Zwischen juristischer Expertise und ungebrochener Solidaritätsarbeit
Staatliche Repressionen in Deutschland sind vor allem rechtlicher Natur. Der Verein wird deshalb in der linken Bewegung verständlicherweise primär als juristische Unterstützung wahrgenommen. Silke Makowski zeigt in ihrer Zusammenfassung aber deutlich auf, dass es weder aktuell noch historisch nur um die Vermittlung von Anwält*innen ging. Antirepression reicht bis in die Gefängnisse hinein. Sie unterstützt die Familien und bietet politischen Halt. Die Autorin weist dazu auch immer wieder auf die politische Arbeit der Frauen hin, die in der Roten Hilfe schon vor hundert Jahren wesentliche Säulen der Antirepressionsarbeit waren.
Linke Kämpfe sind international. So geht es wie selbstverständlich auch um den gefangenen US-Aktivisten Mumia Abu-Jamal, den kurdischen Unabhängigkeitskampf, die Repressionen gegen palästinasolidarische Aktivist*innen oder den Budapest-Komplex. Die Themen sind vielfältig und umfassen Antifaschismus, Kriegsdienstverweigerung, die Unterstützung Geflüchteter und politischer Gefangener, Antikapitalismus, Anti-AKW-Proteste, Klimaaktivismus und vieles mehr. Ein linker Aktivismus, der nicht unter den Aufgabenbereich der Roten Hilfe fällt, ist schwer denkbar. Und so wird die Veröffentlichung vermutlich viele ihrer Leser*innen zum Eintritt in den Verein bewegen.
Ein Blick in die Zukunft
Silke Makowski ist mit ihrer Veröffentlichung in der Basiswissen-Reihe des PapyRossa-Verlags ein informativer Überblick gelungen, der sich bereits auf einer längeren Zugfahrt gut durchlesen lässt. Trotz der Kürze trifft sie die wesentlichen Punkte und schließt damit viele Bildungslücken.

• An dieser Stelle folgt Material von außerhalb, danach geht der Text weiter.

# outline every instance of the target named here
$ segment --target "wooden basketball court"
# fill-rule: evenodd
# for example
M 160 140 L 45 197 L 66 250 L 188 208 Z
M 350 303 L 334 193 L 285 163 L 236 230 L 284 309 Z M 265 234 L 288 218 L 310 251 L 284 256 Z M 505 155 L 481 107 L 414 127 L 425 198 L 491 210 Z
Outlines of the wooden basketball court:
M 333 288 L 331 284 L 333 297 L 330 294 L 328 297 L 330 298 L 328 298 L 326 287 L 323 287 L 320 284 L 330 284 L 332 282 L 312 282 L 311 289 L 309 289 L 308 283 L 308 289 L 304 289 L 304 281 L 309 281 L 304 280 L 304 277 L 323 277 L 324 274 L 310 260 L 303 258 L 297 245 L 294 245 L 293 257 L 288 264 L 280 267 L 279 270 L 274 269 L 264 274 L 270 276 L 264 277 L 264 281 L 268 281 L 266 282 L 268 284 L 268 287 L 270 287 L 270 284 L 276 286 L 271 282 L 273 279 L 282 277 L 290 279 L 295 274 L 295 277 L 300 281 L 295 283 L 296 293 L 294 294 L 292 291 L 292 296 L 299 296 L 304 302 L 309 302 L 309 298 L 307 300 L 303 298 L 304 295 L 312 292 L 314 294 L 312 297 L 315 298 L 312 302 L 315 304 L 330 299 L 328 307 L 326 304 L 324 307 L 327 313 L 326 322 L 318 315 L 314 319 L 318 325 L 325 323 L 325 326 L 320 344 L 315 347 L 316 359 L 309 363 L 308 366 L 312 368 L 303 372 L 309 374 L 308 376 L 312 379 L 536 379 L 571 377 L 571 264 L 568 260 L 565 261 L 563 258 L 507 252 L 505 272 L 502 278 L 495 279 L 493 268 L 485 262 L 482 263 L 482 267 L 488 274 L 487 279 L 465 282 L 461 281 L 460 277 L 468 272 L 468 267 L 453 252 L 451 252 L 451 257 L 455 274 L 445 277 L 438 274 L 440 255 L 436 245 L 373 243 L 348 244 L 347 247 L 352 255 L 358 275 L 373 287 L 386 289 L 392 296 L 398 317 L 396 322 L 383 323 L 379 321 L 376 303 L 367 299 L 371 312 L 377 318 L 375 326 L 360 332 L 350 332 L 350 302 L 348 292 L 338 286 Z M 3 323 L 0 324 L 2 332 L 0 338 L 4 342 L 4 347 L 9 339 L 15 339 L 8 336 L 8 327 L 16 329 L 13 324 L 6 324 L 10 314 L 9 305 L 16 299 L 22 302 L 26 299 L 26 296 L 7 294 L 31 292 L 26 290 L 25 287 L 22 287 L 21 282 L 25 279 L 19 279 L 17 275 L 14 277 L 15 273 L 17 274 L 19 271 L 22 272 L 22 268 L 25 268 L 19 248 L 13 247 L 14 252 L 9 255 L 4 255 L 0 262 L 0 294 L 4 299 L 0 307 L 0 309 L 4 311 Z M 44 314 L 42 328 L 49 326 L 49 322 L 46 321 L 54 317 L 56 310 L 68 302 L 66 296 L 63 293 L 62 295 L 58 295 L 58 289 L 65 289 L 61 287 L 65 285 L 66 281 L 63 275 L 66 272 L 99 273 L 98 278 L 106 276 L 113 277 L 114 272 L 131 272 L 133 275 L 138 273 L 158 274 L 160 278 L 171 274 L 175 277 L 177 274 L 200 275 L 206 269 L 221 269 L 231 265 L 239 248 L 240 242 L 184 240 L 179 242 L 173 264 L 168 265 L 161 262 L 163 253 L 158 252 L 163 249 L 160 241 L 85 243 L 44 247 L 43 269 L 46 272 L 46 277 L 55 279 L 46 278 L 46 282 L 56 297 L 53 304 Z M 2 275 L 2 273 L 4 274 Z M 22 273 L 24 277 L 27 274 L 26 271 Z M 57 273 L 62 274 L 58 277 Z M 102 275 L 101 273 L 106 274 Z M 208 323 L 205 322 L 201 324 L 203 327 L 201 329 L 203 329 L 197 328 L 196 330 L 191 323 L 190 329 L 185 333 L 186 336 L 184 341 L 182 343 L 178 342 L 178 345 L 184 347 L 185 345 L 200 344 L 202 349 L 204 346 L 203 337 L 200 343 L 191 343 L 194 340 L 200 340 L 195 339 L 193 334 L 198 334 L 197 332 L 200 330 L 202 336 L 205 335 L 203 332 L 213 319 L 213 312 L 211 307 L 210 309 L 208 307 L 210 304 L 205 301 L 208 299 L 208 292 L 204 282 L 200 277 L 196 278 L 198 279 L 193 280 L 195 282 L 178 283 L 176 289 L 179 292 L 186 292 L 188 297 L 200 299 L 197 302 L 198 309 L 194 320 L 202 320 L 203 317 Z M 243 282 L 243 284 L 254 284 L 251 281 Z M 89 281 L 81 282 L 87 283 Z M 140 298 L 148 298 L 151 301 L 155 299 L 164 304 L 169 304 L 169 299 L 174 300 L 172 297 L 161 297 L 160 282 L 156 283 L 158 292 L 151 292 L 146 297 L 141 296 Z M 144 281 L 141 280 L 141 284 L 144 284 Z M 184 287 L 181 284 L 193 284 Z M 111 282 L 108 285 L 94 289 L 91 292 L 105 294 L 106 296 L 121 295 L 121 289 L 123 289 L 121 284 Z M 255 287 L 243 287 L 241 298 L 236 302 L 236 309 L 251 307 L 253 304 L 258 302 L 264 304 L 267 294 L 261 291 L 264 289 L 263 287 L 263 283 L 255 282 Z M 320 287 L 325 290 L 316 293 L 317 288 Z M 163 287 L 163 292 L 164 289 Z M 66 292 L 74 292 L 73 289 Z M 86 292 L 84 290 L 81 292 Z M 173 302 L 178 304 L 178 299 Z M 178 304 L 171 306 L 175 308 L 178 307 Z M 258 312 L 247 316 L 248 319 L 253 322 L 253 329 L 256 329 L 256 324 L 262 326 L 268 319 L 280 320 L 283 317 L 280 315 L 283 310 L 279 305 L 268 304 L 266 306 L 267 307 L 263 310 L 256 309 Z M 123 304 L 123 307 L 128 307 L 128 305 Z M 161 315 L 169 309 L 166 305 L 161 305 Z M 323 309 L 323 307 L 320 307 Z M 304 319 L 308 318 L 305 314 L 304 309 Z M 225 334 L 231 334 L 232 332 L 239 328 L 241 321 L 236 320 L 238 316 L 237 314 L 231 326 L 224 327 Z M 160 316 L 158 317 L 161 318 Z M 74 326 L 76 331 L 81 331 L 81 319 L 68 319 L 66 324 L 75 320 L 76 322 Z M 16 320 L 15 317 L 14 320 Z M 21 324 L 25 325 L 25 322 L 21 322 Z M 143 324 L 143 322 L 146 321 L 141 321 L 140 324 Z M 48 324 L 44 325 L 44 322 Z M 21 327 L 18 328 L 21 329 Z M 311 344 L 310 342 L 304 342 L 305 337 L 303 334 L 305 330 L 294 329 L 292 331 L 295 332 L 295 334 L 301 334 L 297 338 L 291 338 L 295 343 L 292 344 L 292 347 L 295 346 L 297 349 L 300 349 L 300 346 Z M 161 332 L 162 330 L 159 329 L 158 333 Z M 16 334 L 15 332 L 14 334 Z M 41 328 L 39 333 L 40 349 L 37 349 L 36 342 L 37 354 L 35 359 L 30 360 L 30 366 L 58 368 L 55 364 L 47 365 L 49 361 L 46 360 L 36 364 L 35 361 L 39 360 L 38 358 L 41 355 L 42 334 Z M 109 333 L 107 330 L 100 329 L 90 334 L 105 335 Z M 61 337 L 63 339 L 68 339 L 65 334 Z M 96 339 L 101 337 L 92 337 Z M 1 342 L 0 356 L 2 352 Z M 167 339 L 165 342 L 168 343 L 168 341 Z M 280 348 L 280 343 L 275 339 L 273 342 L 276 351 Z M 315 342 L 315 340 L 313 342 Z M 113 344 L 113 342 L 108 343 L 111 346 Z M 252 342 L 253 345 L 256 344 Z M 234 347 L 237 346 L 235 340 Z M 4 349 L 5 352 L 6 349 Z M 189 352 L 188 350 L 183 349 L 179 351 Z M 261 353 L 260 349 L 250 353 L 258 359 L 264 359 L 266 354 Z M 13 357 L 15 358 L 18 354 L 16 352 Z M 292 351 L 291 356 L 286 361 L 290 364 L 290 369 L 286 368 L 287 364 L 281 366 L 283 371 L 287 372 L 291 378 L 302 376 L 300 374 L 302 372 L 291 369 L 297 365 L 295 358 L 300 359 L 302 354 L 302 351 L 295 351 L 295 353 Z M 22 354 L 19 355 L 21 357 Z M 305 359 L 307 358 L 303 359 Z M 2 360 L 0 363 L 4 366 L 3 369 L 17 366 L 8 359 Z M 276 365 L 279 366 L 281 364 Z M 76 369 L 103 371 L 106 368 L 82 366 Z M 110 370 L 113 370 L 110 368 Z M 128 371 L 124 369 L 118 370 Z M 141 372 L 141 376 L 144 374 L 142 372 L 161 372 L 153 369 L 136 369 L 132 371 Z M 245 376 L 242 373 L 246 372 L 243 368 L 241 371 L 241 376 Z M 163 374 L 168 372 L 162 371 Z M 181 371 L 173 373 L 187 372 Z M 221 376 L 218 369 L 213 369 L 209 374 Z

Die Auseinandersetzung mit der Vergangenheit der Roten Hilfe kann auf die Zukunft vorbereiten. Verbote hat sie bereits mehrfach überstehen müssen und ihre Arbeit in den Untergrund verlagert. Die aktuelle Debatte um das „Debanking“ (die Kündigung von Bankkonten) der Organisation und die gewaltige Normalisierung der extremen Rechten könnten ein solches Verbot erneut wahrscheinlicher machen (vgl. Artikel in GWR 506). Das Buch erschien genau zur rechten Zeit und könnte trotz des 100jährigen Rückblicks aktueller nicht sein.